Was Seth Hancock Right About Overbreeding??

[xfactor fan]

Since you can insert a dead sperm in a ova, and have the resulting embryo develop into a normal term baby, the energy of the sperm may not be all that important. Researchers in Japan have done this research using beef cattle.

This is by the way what the folks who what to re-create the mamoth are going to try. Find a frozen mamoth, get a dead sperm and then use a elephant egg.

Sperm production may be different depending on the reproductive styles of the animals being studied.
Lions do it a lot per heat cycle-hundreds of times over a few days. Pandas do it once per year. Horses are somewhere in the middle.

A question for Mary, do you know where in the process the chromosomes are tagged as maternal, paternal? Could this be part of what is going on during the pause between the sperm joining the egg, and chromosomes matching up?

I'll have to admit the whole concept of chromosomes being tagged as maternal or paternal and acting differently depending on the origin, took some time to wrap my brain around.

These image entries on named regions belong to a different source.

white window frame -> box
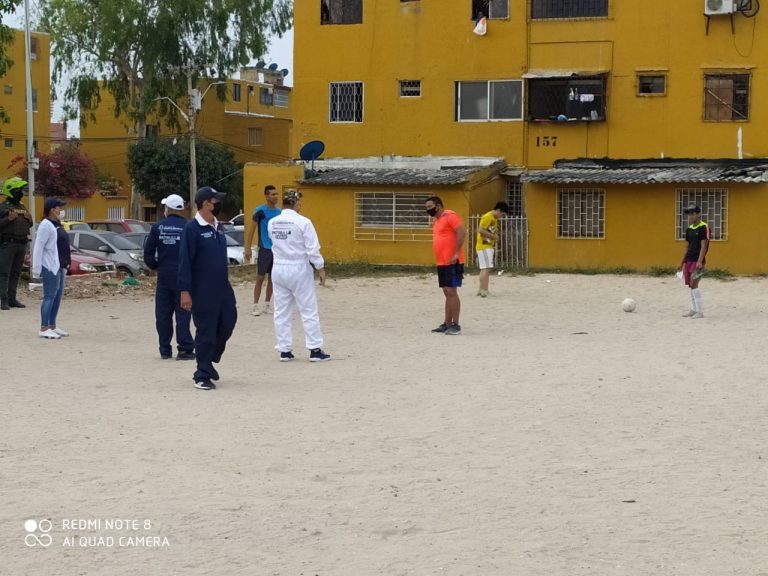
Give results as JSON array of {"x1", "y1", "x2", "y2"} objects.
[
  {"x1": 328, "y1": 80, "x2": 365, "y2": 124},
  {"x1": 675, "y1": 187, "x2": 729, "y2": 242},
  {"x1": 455, "y1": 78, "x2": 525, "y2": 122},
  {"x1": 555, "y1": 187, "x2": 606, "y2": 240},
  {"x1": 354, "y1": 192, "x2": 432, "y2": 242}
]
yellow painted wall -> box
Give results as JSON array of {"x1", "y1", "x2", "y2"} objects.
[
  {"x1": 243, "y1": 164, "x2": 504, "y2": 266},
  {"x1": 0, "y1": 30, "x2": 51, "y2": 173},
  {"x1": 293, "y1": 0, "x2": 768, "y2": 168},
  {"x1": 526, "y1": 183, "x2": 768, "y2": 274}
]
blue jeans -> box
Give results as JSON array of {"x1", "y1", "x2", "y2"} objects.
[{"x1": 40, "y1": 267, "x2": 64, "y2": 326}]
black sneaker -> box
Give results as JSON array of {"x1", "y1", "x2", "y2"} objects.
[
  {"x1": 309, "y1": 348, "x2": 331, "y2": 362},
  {"x1": 445, "y1": 324, "x2": 461, "y2": 336},
  {"x1": 195, "y1": 380, "x2": 216, "y2": 390},
  {"x1": 280, "y1": 352, "x2": 296, "y2": 362}
]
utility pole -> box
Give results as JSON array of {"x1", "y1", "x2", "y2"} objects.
[{"x1": 24, "y1": 0, "x2": 38, "y2": 240}]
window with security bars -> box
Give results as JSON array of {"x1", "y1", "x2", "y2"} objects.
[
  {"x1": 400, "y1": 80, "x2": 421, "y2": 98},
  {"x1": 557, "y1": 188, "x2": 605, "y2": 238},
  {"x1": 507, "y1": 178, "x2": 525, "y2": 218},
  {"x1": 329, "y1": 82, "x2": 363, "y2": 123},
  {"x1": 675, "y1": 188, "x2": 728, "y2": 240},
  {"x1": 456, "y1": 80, "x2": 523, "y2": 122},
  {"x1": 528, "y1": 75, "x2": 607, "y2": 122},
  {"x1": 531, "y1": 0, "x2": 608, "y2": 20},
  {"x1": 274, "y1": 90, "x2": 289, "y2": 108},
  {"x1": 355, "y1": 192, "x2": 432, "y2": 242},
  {"x1": 704, "y1": 74, "x2": 749, "y2": 122},
  {"x1": 67, "y1": 206, "x2": 85, "y2": 222},
  {"x1": 472, "y1": 0, "x2": 509, "y2": 20},
  {"x1": 320, "y1": 0, "x2": 363, "y2": 24}
]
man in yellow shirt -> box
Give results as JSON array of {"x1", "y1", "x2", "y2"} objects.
[{"x1": 475, "y1": 202, "x2": 509, "y2": 298}]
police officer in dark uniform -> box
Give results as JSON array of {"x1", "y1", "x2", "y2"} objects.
[
  {"x1": 144, "y1": 194, "x2": 195, "y2": 360},
  {"x1": 179, "y1": 186, "x2": 237, "y2": 390},
  {"x1": 0, "y1": 178, "x2": 32, "y2": 310}
]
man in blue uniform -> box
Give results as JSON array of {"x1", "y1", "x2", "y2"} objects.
[
  {"x1": 245, "y1": 184, "x2": 280, "y2": 316},
  {"x1": 144, "y1": 194, "x2": 195, "y2": 360},
  {"x1": 179, "y1": 186, "x2": 237, "y2": 390}
]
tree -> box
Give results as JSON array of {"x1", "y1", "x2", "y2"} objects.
[
  {"x1": 39, "y1": 0, "x2": 293, "y2": 216},
  {"x1": 0, "y1": 0, "x2": 21, "y2": 124},
  {"x1": 128, "y1": 138, "x2": 243, "y2": 212},
  {"x1": 14, "y1": 144, "x2": 98, "y2": 198}
]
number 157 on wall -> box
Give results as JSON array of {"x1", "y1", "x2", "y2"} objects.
[{"x1": 536, "y1": 136, "x2": 557, "y2": 148}]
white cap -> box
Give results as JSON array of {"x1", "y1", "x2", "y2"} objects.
[{"x1": 160, "y1": 194, "x2": 184, "y2": 210}]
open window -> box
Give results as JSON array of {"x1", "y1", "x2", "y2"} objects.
[
  {"x1": 320, "y1": 0, "x2": 363, "y2": 24},
  {"x1": 472, "y1": 0, "x2": 509, "y2": 20},
  {"x1": 528, "y1": 75, "x2": 607, "y2": 122}
]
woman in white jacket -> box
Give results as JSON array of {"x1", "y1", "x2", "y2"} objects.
[{"x1": 32, "y1": 198, "x2": 67, "y2": 340}]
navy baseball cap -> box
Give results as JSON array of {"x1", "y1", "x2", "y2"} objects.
[
  {"x1": 43, "y1": 198, "x2": 67, "y2": 214},
  {"x1": 195, "y1": 186, "x2": 226, "y2": 206}
]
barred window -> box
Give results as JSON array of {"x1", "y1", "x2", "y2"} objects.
[
  {"x1": 507, "y1": 178, "x2": 525, "y2": 218},
  {"x1": 528, "y1": 75, "x2": 606, "y2": 122},
  {"x1": 637, "y1": 74, "x2": 667, "y2": 96},
  {"x1": 400, "y1": 80, "x2": 421, "y2": 98},
  {"x1": 320, "y1": 0, "x2": 363, "y2": 24},
  {"x1": 472, "y1": 0, "x2": 509, "y2": 20},
  {"x1": 557, "y1": 188, "x2": 605, "y2": 238},
  {"x1": 531, "y1": 0, "x2": 608, "y2": 20},
  {"x1": 676, "y1": 188, "x2": 728, "y2": 240},
  {"x1": 456, "y1": 80, "x2": 523, "y2": 122},
  {"x1": 355, "y1": 192, "x2": 432, "y2": 242},
  {"x1": 329, "y1": 82, "x2": 363, "y2": 122},
  {"x1": 274, "y1": 90, "x2": 289, "y2": 108},
  {"x1": 704, "y1": 74, "x2": 749, "y2": 122}
]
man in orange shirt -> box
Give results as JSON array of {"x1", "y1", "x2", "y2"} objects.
[{"x1": 425, "y1": 196, "x2": 467, "y2": 336}]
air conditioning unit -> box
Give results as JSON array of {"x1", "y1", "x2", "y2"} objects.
[{"x1": 704, "y1": 0, "x2": 738, "y2": 16}]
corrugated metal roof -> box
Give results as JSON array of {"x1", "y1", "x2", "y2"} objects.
[{"x1": 523, "y1": 159, "x2": 768, "y2": 184}]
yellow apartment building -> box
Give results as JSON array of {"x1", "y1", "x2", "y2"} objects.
[
  {"x1": 77, "y1": 68, "x2": 292, "y2": 220},
  {"x1": 244, "y1": 0, "x2": 768, "y2": 272},
  {"x1": 0, "y1": 30, "x2": 51, "y2": 174}
]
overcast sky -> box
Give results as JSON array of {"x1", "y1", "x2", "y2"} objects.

Also I've tried to find the article about early embryo development. From memory, the human fertility researchers are finding huge amounts of activity from the mitochondria in the time between fertilization and implantation.

My guess is that the mitochondria have at least two functions. Energy production in mature cells, and keepers of the blueprints during early development.
Sort of "Hey, you third cell from the left, go over there and start making skin cells." "No, not you, fifth cell, you are going to be a liver and like it!"

Some of that "junk" DNA in the mtDNA may not be so much junk after all.

[Pan Zareta]

Heck, the TB stallion at ISU was test bred through collection. One day over 4 collections his concentration, progressive motility, and overall sperm count INCREASED. No one is saying thats normal, LoL, but it's possible.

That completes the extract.